The Puzzle of the Pepper Tree by Stuart Palmer

44. The Puzzle of the Pepper Tree - book 4 in the Hildegarde Withers series
by Stuart Palmer
mystery, 1933

Kindle book
finished 8/4/13



Until I read this book, the following song was my only knowledge of Santa Catalina Island, California - 26 Miles (Santa Catalina) by The Four Preps, a song that came out when I was ten years old. It played in my head the whole time I was reading the book.



In the decade before The Puzzle of the Pepper Tree was published, the island was developed as a tourist resort by William Wrigley, Jr. of chewing gum fame. Gum was an important clue in the book.

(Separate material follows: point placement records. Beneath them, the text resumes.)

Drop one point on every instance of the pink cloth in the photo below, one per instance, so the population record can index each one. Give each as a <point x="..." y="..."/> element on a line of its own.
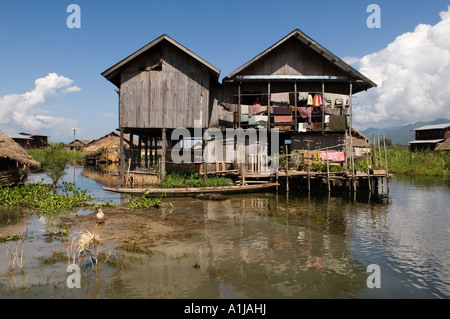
<point x="256" y="110"/>
<point x="283" y="119"/>
<point x="317" y="100"/>
<point x="305" y="112"/>
<point x="333" y="156"/>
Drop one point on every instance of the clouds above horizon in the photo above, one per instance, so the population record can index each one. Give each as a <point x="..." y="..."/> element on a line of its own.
<point x="413" y="77"/>
<point x="31" y="111"/>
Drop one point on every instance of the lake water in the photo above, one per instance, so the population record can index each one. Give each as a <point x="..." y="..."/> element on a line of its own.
<point x="260" y="245"/>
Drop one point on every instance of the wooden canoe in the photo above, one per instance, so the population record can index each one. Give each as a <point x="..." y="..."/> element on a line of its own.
<point x="190" y="191"/>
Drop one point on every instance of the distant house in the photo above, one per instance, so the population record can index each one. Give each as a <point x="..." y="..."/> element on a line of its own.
<point x="20" y="139"/>
<point x="37" y="140"/>
<point x="13" y="158"/>
<point x="106" y="149"/>
<point x="428" y="137"/>
<point x="77" y="144"/>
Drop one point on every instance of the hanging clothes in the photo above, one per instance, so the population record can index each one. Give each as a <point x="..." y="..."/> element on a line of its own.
<point x="244" y="109"/>
<point x="305" y="112"/>
<point x="230" y="107"/>
<point x="280" y="99"/>
<point x="317" y="100"/>
<point x="283" y="119"/>
<point x="310" y="100"/>
<point x="281" y="110"/>
<point x="256" y="110"/>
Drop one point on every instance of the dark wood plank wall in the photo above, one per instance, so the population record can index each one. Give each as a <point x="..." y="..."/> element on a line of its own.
<point x="292" y="57"/>
<point x="174" y="97"/>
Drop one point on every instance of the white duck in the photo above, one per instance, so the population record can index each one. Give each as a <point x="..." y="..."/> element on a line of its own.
<point x="100" y="216"/>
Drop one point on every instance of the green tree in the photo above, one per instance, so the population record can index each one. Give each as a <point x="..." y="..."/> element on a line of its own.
<point x="54" y="160"/>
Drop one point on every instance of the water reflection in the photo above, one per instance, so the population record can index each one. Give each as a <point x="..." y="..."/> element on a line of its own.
<point x="270" y="246"/>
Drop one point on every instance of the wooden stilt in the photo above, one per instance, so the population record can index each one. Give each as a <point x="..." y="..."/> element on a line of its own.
<point x="122" y="157"/>
<point x="287" y="169"/>
<point x="309" y="173"/>
<point x="163" y="154"/>
<point x="146" y="151"/>
<point x="328" y="174"/>
<point x="385" y="159"/>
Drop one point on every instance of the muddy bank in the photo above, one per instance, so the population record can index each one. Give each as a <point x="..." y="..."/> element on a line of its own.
<point x="136" y="230"/>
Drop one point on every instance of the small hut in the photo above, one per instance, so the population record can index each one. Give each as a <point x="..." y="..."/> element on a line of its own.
<point x="106" y="149"/>
<point x="13" y="159"/>
<point x="77" y="144"/>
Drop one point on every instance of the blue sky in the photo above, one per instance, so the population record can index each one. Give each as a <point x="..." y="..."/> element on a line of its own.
<point x="35" y="42"/>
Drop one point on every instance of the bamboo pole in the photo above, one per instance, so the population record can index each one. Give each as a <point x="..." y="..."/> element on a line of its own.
<point x="368" y="173"/>
<point x="163" y="154"/>
<point x="287" y="169"/>
<point x="385" y="159"/>
<point x="374" y="155"/>
<point x="122" y="157"/>
<point x="328" y="174"/>
<point x="309" y="173"/>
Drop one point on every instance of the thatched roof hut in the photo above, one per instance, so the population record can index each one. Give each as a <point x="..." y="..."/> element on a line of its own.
<point x="10" y="150"/>
<point x="105" y="149"/>
<point x="12" y="158"/>
<point x="77" y="144"/>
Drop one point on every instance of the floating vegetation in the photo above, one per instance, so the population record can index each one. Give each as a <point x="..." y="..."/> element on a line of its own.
<point x="180" y="180"/>
<point x="144" y="201"/>
<point x="10" y="237"/>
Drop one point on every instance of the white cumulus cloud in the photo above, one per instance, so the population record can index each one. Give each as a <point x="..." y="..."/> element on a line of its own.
<point x="413" y="77"/>
<point x="29" y="111"/>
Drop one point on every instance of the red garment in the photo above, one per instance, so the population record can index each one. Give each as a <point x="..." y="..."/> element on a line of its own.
<point x="317" y="100"/>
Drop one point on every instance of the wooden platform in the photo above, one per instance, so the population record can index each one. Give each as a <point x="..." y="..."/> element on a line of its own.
<point x="189" y="191"/>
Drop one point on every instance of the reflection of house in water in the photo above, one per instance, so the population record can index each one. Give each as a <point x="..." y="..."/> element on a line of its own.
<point x="107" y="174"/>
<point x="429" y="137"/>
<point x="14" y="160"/>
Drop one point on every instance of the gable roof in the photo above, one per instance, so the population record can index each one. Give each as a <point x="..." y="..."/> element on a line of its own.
<point x="110" y="73"/>
<point x="444" y="146"/>
<point x="365" y="82"/>
<point x="432" y="127"/>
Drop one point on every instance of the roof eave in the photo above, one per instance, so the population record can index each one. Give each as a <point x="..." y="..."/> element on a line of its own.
<point x="110" y="72"/>
<point x="352" y="73"/>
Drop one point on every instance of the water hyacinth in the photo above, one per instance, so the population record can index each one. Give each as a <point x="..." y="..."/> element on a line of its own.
<point x="41" y="198"/>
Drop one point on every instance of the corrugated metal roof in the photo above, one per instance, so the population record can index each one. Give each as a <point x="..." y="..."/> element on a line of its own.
<point x="316" y="47"/>
<point x="426" y="141"/>
<point x="432" y="127"/>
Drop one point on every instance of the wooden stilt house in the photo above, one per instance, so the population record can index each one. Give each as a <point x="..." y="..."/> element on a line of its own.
<point x="296" y="87"/>
<point x="164" y="86"/>
<point x="300" y="88"/>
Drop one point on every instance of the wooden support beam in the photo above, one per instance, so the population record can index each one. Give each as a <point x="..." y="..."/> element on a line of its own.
<point x="122" y="158"/>
<point x="163" y="154"/>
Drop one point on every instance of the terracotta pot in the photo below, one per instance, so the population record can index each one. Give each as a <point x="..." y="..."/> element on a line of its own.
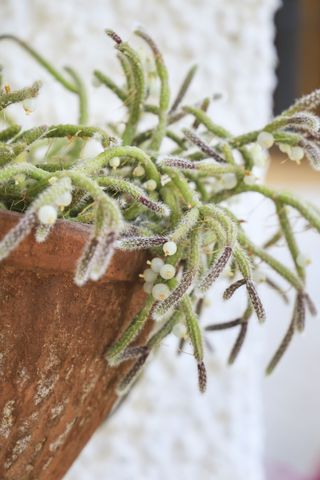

And the poison in the book, aconitine comes from this little beauty, monkshood. Another name for it is 'the queen of poisons.'




From the Santa Catalina webpage:

Santa Catalina Island has served as the location for the filming of over 500 motion pictures, documentaries, television programs and commercials over the past 90 years.  Of those 500, approximately 300 were motion picture productions.  Beginning as early as 1911 and continuing with great momentum through the Silent Film era and the introduction of sound to motion pictures, the Island served as location for more than 225 films.
A character in The Puzzle of the Pepper Tree, Ralph O. Tate is a Hollywood director who is shooting a movie on Catalina, and Phyllis La Fond is
A vivacious blonde who's down on her luck and admits she'd do almost anything to make it in the movies.
Including murder???

A tourist possibility today:
For 2012 we are proud to introduce a number of new expeditions and thrills for your Island vacation, including: Night Zipping, Rock Climbing Tower, Ocean Expeditions and extreme excursions into Catalina Island’s interior in our new eco-friendly, biofuel burning H1 Hummers.
Miss Hildegarde Withers along with another character made her own adventure, thank you very much. They climbed miles of barely accessible rocky land in the rain. They could have easily never been found. A Hummer would have been most welcome that day. She wasn't looking for a thrill, she was trying to solve a murder!

The title comes from
A smooth-limbed, virginal young pepper tree dominated the view from Miss Withers' window at the hotel. … The vacationing schoolma'am had come to take a special interest in this little pepper tree. 
 A California pepper tree




This fourth book in the series finds our heroine solving a case without her friend Inspector Oscar Piper. When she finds out the murder has Manhattan/New Jersey connections, she gets in touch and he takes a train to come out. It is so refreshing, in the 1930s and even now, to see a man and woman on such equal footing. They are friends who share a mutual respect and trust for one another. Neither of them is involved with anyone romantically, so all their energies go into their friendship and their jobs. Neither one is a super-hero. They are regular people doing their best without needing the limelight. The article I linked to in the July Reading post was written in 1996, and lamented how unknown the much acclaimed Stuart Palmer was then. I'm hoping that with these new Kindle editions more and more people will read his fine work. These are mysteries of the highest quality.

3 comments:

  1. I honeymooned on Santa Catalina in 1981. I've been two other times since then. The second time, I was almost 5 months pregnant and wound up with a terrible stomach flu while we there. Awful. Rod and I went sometime in the late 80s. Fun little island! :)

    Love your new header!

    ReplyDelete
  2. And, yes, I'm familiar with that song!